Gods, he felt good. So cool where she was hot. Even through the thick fabric of the military-style coat they’d picked up, he was like a breath of fresh air, easing the fever growing inside her.

“That doesn’t sound like a stream,” he muttered.

She strained to listen. And caught the faint roar reverberating through the misty trees.

“It’s not.” Panic closed in. They’d been heading toward the coast, not into the hills away from danger, like she’d thought. She always got turned around in these damn trees. “I—”

Hooves pounded the earth. Shouts echoed at their backs. Natasa whipped around. Six, seven…no, more like ten satyrs were bearing down on them.

Skata.” Titus stepped in front of her and lifted the blade in his hand. “Go!”

She reached back for her dagger. “I can fight.”

“You’re pale as shit, and you can barely stand. Get the hell out of here before it’s too late!”

He was protecting her again. Even after everything she’d gotten him into. Something in her chest cinched down tight. Something she didn’t understand and wasn’t prepared for. Something that told her losing him was no longer an option.

“Go!”

Her temper flared. The heat inside her grew stronger. “Not without you.” She grasped the sleeve of his open coat and pulled hard. “I didn’t just betray the people who were protecting me so you could get yourself killed by some freakin’ satyrs.”

“Natasa—”

A crash echoed through the underbrush. Natasa twisted that direction. Instinct ruled before thought. She lifted her hand toward the satyr now only yards away. Heat and energy erupted in her palm. A fireball shot through the air, hit the beast in the chest, and ignited his coat in flames.

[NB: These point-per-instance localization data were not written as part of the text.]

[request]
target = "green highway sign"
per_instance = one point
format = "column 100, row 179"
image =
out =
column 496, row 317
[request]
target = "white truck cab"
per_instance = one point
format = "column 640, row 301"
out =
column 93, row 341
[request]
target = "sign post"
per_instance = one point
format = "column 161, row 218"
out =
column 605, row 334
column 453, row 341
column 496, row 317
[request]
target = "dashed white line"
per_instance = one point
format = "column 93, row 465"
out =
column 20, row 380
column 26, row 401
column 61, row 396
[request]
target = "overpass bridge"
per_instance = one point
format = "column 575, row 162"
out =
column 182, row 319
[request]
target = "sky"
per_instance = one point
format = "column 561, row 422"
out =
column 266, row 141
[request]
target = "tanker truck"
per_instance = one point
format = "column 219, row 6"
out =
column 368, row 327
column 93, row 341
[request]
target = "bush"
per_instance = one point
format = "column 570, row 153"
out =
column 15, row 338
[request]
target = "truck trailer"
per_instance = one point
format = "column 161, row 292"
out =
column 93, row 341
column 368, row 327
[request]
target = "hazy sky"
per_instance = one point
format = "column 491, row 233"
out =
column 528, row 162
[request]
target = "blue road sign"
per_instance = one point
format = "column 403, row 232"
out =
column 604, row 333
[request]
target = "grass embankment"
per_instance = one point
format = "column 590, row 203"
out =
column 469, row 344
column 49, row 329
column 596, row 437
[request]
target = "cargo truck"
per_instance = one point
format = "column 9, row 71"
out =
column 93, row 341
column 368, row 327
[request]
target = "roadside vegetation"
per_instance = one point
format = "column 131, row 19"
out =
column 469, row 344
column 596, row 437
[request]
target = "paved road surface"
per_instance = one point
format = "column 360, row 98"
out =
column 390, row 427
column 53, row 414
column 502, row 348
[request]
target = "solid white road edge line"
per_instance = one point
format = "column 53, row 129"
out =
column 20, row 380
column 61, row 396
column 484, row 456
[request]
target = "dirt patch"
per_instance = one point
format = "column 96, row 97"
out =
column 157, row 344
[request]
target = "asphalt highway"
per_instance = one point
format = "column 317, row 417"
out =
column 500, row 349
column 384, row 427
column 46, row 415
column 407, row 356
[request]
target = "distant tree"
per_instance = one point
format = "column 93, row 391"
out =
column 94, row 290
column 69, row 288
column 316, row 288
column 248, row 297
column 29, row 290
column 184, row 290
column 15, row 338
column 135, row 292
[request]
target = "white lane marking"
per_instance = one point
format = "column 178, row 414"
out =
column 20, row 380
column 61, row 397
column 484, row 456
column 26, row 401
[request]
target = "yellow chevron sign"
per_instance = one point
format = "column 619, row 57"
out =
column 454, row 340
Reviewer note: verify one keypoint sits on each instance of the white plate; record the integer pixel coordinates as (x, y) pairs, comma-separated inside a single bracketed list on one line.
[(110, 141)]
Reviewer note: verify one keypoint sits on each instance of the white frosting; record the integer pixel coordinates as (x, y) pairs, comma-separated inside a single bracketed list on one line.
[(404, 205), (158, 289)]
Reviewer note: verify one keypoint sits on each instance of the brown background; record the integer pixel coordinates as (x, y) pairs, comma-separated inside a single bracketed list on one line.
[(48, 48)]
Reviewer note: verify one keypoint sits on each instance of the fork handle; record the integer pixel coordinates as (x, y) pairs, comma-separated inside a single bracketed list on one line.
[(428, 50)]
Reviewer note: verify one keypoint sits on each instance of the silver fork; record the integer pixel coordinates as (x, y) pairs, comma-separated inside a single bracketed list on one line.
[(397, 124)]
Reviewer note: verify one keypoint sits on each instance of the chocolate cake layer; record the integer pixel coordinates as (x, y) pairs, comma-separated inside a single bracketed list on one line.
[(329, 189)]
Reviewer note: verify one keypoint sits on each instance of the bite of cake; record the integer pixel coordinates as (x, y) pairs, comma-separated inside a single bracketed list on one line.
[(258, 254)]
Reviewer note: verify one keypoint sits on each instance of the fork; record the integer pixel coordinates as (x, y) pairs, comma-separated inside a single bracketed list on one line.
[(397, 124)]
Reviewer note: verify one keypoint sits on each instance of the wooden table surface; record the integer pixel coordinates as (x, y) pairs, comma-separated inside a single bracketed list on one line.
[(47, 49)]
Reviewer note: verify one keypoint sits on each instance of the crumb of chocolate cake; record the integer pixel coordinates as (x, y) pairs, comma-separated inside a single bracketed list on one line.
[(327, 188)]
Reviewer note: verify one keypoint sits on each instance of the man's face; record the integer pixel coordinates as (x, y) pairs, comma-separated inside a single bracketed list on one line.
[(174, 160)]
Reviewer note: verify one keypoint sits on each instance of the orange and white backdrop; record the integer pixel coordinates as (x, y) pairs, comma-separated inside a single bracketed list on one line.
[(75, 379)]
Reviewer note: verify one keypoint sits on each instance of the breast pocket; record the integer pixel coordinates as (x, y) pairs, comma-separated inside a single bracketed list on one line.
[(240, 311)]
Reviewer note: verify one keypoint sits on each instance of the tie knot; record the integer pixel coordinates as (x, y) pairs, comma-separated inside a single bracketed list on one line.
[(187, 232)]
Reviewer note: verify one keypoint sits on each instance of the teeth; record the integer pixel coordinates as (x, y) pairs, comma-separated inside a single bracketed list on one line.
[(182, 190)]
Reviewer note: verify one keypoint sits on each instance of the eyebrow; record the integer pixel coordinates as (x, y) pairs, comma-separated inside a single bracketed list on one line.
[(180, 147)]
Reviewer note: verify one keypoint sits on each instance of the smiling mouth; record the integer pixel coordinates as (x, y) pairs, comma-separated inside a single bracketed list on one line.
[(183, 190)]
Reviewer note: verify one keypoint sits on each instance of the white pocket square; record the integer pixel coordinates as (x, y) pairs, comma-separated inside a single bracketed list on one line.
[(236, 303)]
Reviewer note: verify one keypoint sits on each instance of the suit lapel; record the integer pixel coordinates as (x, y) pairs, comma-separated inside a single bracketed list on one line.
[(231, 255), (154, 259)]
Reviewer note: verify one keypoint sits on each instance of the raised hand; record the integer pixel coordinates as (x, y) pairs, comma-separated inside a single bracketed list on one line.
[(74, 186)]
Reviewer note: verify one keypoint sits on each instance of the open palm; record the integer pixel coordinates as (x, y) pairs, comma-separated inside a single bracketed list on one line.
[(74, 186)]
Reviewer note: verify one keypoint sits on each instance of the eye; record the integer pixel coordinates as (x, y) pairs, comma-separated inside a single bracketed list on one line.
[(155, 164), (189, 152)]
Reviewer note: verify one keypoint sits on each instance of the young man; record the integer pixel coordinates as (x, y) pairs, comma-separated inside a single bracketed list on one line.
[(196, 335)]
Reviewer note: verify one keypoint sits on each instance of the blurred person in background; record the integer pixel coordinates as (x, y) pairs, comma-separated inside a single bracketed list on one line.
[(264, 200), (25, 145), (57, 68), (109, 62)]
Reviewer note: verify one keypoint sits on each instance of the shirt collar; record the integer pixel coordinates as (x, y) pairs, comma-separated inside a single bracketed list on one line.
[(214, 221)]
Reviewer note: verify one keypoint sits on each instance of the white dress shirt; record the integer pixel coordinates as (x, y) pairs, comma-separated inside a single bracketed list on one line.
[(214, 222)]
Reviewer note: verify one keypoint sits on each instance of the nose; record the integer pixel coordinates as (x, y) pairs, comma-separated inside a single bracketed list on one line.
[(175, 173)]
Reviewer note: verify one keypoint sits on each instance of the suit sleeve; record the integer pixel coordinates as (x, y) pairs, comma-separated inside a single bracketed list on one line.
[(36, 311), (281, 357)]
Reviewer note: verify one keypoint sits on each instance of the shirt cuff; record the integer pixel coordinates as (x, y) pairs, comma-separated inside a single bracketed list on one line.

A scream tore through the trees. Hooves skidded against the earth. Shouts reverberated. Natasa’s eyes widened at what she’d just done.

“Holy Hades,” Titus gasped. “How did you do that?”

“I don’t…” She looked at her palm, then glanced back at the flaming beast rolling across the ground. Shock and sickness pooled in her stomach. “I don’t know.”

“Do it again.”

Openmouthed, she glanced past the satyr she’d hit, toward what Titus was staring at. More beasts. Dozens of them, racing their way. And through the mist and trees and red glow of flames, a man astride a giant black horse. Only he wasn’t just a man. Even from this distance, Natasa could feel the power and darkness radiating from his body.

“Do it again, right now,” Titus said more urgently. “That’s Zagreus.”

Fear shot through every inch of Natasa. Hades was hunting her—all the gods were. If he’d had any suspicion she’d been hiding out with the Amazons, of course he’d send his son, the greatest tracker on the planet, to chase her down. She’d been stupid to think she was safe here. Especially after those nymphs arrived.

She wasn’t going to be caught. Not by any god, and not by the Prince of Darkness. Her body took over. Thought fled. She turned and ran.

“Natasa!”

She didn’t stop. Didn’t think about her wound. She tore through the trees. Then skidded to a halt when she reached the edge of a cliff overlooking the churning Pacific.

Titus drew up short at her side, breath heavy. Waves crashed against rocks fifty feet below, and the sound of hooves closing in at their backs grew louder.

“Shit,” Titus muttered. “If you have any idea how you hurled that fireball, you better do it again. Fast.”

Natasa jerked around, realizing too late that instead of sprinting away, she’d run right into a trap. In her panic, she’d lead them out onto some kind of point. There were no more trees, only rocks beneath their feet and a drop-off to darkness and swirling danger in every direction.

She lifted her hand and tried to conjure the same energy she’d created before. Nothing happened.

“It’s not working.” Fear tightened her throat and caused her voice to rise. “It’s not working! What do we do?”

Skata.” Titus grasped her arm tight at the biceps and jerked her back toward the ledge. “We jump.”